In many ways, this nation clips the very wings immigrants came here to fly with. Entrapped, dreams continue to grow nonetheless—possibly with even more force. Jimmy still dreams of returning to Huehuetenango one day. He still dreams of making his mother her favorite meal: a pot of atol de elote, caldo de pollo and hand-made tortillas, he told me. Dominga is now 80 years old and has entirely lost her vision. But even though Jimmy seems to let reality sink in every now and then—subtly acknowledging the likeliness of his mother’s passing before their reunion—he remains as adamant as I was when I missed my parents across the Atlantic Ocean: Counting down the days until they meet again.

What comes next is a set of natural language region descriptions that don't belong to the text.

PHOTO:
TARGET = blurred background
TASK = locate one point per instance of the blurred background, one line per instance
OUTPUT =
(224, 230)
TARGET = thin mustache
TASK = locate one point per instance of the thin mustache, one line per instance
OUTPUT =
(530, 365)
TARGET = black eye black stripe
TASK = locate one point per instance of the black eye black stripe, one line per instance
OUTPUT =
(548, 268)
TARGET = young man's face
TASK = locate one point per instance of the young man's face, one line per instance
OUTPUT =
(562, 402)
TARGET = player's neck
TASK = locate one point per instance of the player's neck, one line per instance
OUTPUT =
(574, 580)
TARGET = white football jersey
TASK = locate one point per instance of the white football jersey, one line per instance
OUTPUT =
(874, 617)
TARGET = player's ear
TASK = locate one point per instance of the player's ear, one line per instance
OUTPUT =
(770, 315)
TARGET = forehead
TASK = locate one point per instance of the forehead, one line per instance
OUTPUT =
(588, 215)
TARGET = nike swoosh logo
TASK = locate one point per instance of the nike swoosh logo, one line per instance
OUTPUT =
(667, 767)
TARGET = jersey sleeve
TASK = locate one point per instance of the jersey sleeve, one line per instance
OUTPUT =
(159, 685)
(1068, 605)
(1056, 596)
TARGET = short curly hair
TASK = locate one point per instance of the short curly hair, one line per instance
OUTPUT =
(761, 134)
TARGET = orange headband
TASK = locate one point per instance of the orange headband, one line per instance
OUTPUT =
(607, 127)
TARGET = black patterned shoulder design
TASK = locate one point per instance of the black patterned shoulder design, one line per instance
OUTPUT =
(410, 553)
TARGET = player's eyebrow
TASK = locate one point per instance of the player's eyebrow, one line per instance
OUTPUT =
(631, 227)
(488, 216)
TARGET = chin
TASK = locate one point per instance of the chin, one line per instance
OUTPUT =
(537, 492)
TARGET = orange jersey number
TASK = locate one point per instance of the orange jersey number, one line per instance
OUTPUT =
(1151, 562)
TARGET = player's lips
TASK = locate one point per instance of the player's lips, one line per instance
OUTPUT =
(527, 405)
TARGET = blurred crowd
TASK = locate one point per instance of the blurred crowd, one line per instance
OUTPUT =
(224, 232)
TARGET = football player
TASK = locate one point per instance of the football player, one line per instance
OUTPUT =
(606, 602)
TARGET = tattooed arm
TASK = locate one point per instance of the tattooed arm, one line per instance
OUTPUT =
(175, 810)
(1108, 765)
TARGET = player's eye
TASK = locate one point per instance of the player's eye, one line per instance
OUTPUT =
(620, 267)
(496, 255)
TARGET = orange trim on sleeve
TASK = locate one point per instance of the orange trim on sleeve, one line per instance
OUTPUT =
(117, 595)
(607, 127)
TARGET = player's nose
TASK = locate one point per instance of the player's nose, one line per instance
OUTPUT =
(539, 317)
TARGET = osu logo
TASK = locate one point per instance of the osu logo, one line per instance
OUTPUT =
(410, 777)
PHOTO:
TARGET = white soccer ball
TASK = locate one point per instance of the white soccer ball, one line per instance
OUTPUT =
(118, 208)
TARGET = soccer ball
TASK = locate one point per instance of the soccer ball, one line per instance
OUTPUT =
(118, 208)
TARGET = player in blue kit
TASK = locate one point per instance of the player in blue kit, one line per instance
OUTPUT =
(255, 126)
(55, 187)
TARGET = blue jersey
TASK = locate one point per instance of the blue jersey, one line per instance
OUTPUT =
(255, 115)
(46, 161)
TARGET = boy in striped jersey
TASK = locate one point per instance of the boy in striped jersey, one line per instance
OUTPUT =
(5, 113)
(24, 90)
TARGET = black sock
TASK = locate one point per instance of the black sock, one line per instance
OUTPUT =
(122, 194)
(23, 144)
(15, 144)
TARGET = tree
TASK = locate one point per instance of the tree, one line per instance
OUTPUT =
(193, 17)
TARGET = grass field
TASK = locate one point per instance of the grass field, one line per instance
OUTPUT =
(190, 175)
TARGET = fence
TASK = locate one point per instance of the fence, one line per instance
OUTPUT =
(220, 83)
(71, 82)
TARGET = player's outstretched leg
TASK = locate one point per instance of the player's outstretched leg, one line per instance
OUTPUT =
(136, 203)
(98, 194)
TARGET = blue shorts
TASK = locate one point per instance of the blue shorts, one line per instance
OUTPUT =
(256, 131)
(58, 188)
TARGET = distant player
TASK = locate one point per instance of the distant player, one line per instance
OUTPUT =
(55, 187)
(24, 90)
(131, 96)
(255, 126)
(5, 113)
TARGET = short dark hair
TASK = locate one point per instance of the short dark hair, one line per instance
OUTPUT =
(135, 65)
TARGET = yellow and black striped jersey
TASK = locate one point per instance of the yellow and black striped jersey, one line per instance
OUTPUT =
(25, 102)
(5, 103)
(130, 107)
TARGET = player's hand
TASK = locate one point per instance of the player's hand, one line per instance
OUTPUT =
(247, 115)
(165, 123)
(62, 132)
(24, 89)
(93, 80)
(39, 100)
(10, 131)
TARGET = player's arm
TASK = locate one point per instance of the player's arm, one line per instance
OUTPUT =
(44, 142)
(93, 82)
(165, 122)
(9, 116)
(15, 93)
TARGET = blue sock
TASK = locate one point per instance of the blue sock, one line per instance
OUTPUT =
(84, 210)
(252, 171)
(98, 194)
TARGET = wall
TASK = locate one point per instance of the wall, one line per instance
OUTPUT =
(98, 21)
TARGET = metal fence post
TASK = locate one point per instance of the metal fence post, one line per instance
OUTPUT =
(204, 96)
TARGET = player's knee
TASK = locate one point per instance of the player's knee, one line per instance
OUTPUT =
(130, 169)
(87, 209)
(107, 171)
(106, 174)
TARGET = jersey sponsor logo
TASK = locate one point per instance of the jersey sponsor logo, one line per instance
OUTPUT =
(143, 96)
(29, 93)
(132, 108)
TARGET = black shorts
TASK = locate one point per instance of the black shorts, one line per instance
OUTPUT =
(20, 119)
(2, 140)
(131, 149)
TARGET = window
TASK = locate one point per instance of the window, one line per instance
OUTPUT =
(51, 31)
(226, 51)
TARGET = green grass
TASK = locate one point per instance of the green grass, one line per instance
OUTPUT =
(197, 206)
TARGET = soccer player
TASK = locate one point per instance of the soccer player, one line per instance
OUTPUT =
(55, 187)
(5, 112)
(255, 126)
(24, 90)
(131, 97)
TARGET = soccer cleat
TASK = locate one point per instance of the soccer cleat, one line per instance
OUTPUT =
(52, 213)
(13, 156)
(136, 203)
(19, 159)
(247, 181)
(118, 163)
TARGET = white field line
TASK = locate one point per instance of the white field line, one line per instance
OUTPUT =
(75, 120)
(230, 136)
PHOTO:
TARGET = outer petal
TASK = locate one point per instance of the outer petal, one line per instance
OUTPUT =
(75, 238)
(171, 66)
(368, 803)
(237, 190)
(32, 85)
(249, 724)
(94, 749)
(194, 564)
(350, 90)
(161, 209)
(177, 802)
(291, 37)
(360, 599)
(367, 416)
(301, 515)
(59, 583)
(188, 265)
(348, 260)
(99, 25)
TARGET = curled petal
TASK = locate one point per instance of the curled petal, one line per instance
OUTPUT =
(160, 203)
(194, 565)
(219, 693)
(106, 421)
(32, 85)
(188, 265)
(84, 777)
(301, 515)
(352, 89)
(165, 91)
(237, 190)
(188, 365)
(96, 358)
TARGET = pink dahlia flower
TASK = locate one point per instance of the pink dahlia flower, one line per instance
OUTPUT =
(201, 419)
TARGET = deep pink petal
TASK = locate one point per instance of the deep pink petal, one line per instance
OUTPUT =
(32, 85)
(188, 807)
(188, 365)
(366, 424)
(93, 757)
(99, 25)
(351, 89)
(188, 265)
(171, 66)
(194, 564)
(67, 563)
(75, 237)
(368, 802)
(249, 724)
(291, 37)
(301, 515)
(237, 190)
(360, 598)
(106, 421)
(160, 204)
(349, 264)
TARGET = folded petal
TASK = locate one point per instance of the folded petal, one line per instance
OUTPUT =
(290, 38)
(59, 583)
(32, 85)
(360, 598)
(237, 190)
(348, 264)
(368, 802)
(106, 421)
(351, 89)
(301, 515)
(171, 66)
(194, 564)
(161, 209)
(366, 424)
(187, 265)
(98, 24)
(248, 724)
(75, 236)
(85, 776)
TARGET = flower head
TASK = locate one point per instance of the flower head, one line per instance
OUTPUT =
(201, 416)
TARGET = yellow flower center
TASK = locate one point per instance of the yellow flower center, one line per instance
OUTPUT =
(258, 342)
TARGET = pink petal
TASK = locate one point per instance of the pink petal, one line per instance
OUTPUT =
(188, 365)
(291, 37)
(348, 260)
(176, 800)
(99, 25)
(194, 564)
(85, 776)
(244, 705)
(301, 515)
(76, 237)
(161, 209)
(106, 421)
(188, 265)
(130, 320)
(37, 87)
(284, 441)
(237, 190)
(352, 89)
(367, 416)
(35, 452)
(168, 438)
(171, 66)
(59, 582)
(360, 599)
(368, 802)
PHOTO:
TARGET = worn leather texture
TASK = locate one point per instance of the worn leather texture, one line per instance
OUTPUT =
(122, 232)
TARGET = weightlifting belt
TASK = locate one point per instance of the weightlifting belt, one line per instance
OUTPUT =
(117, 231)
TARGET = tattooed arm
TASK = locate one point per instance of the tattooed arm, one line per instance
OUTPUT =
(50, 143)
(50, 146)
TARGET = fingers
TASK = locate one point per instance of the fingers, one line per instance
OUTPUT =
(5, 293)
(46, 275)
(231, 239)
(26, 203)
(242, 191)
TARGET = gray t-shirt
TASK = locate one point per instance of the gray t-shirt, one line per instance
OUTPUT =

Only I have always had a big airplane to take me back to them.
As our country has debated the merits of immigration reform, we’ve grown accustomed to defending undocumented immigrants, like Jimmy, as dollar signs and economic assets, rather than as simple humans deserving of basic dignity. Relegated to the shadows, it’s as if we’ve forgotten that immigrants, too, once led lives under the sun. Before the United States, there were lives lived, memories made, and mothers loved—all sacrificed for the illusion of better opportunities on this side of the border. No one told them that starting over meant surrendering their past. Today, more than half of undocumented immigrants have been here for 10 years or longer, and thousands of Dreamers—those who came here as children—are now in their 30s and 40s. We’ve been trained to reward this longevity as “Americanness,” when really, it was at the expense of their freedom.
So yes, perhaps the most courageous thing Members of Congress can do right now, is the simplest one: Go back to the basics. Perhaps, it’s time they imagine immigrants as that 10-year-old boy that could be sitting directly across them, on their next flight overseas. American passport on one hand, roundtrip ticket on the other. Smiling, as the flight attendant announces the descent.